Table Sharding
The sharding of stored data is essential to any distributed database. This document will describe how table's data in GreptimeDB is being sharded, and distributed.
Partition
In GreptimeDB, logically, data is sharded in partitions. Because GreptimeDB is using "table" to group data and SQL to query them, we borrow the word "partition", which is a concept commonly used in OLTP databases.
In GreptimeDB, a table can be horizontally partitioned in multiple ways and it uses the same partitioning types (and corresponding syntax) as in MySQL. Currently, GreptimeDB supports "RANGE COLUMNS partitioning".

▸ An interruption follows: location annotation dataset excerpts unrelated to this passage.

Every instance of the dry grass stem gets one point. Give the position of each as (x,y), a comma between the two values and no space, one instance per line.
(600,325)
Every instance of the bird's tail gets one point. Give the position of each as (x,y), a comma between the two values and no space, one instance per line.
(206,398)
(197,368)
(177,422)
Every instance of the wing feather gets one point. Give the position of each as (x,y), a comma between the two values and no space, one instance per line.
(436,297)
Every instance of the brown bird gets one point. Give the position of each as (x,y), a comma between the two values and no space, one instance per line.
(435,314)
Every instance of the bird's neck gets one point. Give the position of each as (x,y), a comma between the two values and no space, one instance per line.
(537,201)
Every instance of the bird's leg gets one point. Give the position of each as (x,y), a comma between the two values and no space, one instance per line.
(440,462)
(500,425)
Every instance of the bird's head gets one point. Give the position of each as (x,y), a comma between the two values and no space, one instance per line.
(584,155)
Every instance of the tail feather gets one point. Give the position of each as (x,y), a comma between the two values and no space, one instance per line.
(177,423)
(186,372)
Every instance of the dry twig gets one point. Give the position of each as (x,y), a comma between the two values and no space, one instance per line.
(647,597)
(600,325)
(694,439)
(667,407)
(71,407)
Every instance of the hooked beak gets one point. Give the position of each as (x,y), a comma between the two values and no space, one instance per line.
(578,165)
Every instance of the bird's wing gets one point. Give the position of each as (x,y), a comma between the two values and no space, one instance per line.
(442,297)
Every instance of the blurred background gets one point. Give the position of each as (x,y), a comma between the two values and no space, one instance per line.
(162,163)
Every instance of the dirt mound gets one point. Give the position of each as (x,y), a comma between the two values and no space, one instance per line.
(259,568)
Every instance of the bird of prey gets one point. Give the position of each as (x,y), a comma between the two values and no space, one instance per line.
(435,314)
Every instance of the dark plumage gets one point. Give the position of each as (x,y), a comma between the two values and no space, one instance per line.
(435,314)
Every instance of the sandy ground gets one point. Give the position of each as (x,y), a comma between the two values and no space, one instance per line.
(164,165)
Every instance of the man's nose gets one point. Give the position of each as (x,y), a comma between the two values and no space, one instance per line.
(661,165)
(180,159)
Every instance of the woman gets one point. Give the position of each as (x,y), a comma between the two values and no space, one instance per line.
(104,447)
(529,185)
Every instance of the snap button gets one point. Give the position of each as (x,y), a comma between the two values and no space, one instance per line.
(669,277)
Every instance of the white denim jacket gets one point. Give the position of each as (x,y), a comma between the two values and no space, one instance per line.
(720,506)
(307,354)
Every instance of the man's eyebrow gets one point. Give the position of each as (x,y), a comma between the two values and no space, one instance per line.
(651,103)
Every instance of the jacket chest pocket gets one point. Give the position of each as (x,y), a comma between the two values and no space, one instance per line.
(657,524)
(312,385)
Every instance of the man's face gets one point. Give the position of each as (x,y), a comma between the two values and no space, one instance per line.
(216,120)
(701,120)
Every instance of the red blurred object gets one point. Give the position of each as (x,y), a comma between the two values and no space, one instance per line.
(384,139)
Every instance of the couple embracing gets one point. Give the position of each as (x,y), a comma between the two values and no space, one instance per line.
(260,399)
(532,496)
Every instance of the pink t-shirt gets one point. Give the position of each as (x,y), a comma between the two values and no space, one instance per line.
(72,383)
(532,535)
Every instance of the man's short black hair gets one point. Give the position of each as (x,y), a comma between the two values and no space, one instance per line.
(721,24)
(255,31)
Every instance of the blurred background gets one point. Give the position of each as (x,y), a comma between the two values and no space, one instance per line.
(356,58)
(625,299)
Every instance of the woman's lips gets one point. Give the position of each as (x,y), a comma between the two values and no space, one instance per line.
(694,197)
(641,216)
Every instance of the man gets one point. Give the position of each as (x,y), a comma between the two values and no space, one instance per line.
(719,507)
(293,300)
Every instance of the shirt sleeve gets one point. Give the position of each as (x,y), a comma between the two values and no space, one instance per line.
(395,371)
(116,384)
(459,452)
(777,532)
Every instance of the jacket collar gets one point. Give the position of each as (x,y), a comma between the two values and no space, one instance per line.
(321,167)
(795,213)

Each partition includes only a portion of the data from the table, and is grouped by some column(s) value range. For example, we can partition a table in GreptimeDB like this:
CREATE TABLE (...)
PARTITION ON COLUMNS (<COLUMN LIST>) (
    <RULE LIST>
);
The syntax mainly consists of two parts:
- PARTITION ON COLUMNSfollowed by a comma-separated list of column names, which specifies which columns might be used for partitioning. The partition list specified here is only used as an "allow list", and in reality only a portion of the columns specified here will be used for partitioning.
- RULE LISTis a list of multiple partition rules, each of which is a combination of a partition name and a partition condition. The expressions here can use- =,- !=,- >,- >=,- <,- <=,- AND,- OR, column name and literals.
Here is a concrete example:
CREATE TABLE my_table (
  a INT PRIMARY KEY,
  b STRING,
  ts TIMESTAMP TIME INDEX,
)
PARTITION ON COLUMNS (a) (
  a < 10,
  a >= 10 AND a < 20,
  a >= 20,
);
The above my_table has 3 partitions. The first partition contains rows where "a < 10", the second partition contains rows where "10 <= a < 20", and the third partition contains all rows where "a >= 20".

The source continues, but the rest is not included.